「こっ、ち!」


ジルは勢いよく立ち上がり地下室への扉の前へ立ち、俺たちを凝視した。…ように見えるけど、きっとこれがジルにとっての普通の事なんだ。


「まぁったくジルは可愛いよねえ、ジルこそ、俳優の道を志せばいいのに」

「ははん、よく解ってるな」

「…ちょっと何よ!あたしには似合わない夢だとかまた云う気!?」


鼻で笑ってはいるが、本心は違っていた。
何処までも卑屈な、俺の精神。


ジルが地下室の扉を開けると共に、紫の空間は消え去った。医務室へ通じる階段は、奈落へ続く道のように俺たちを迎えた。
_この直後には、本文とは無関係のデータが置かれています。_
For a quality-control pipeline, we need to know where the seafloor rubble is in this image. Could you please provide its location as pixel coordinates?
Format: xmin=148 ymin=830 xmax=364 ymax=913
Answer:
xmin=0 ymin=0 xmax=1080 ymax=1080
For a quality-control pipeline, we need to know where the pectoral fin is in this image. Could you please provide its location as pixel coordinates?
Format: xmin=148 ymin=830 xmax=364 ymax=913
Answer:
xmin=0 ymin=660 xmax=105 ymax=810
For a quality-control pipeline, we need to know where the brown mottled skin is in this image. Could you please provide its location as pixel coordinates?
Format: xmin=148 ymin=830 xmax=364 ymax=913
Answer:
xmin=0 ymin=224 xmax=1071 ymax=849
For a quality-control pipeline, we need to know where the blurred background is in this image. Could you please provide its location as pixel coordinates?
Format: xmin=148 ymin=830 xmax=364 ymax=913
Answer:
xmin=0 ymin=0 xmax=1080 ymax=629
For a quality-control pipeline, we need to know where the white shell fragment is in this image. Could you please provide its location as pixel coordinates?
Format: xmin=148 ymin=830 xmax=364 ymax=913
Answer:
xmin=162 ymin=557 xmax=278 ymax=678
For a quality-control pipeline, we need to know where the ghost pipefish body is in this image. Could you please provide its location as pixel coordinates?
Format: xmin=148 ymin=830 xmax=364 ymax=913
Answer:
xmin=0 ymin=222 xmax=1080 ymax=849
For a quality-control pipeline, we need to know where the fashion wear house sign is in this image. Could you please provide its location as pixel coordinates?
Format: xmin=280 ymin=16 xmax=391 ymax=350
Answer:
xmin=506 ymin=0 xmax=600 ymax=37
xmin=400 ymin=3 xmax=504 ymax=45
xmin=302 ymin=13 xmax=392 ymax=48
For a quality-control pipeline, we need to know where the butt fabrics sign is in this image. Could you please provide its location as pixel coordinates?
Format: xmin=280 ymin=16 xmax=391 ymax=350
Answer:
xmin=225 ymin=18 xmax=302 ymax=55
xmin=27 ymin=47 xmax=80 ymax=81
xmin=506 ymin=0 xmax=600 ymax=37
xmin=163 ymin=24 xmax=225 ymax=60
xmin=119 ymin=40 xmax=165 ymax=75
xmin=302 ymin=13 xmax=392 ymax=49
「あいっかわらず薄暗いねえ此処は。錆だって酷いし、裏世界にでも通じてるの?」


シャンのいう通りだった。全く何か嬉しくてこんなボロくて危ういままにしておくのだろう。デューシイのツテの力で改装ぐらい出来るだろうに。…敢えて、頼らないのか?


「デュシイ、好き」


突然の告白だった。
なんて叶わない恋をジルはしているのか、という思考が頭を過った。そして何故このタイミングで。シャンも両手を口に当ててえええと声を発している。がその表情は呆れるくらいきゃぴきゃぴしたものだった。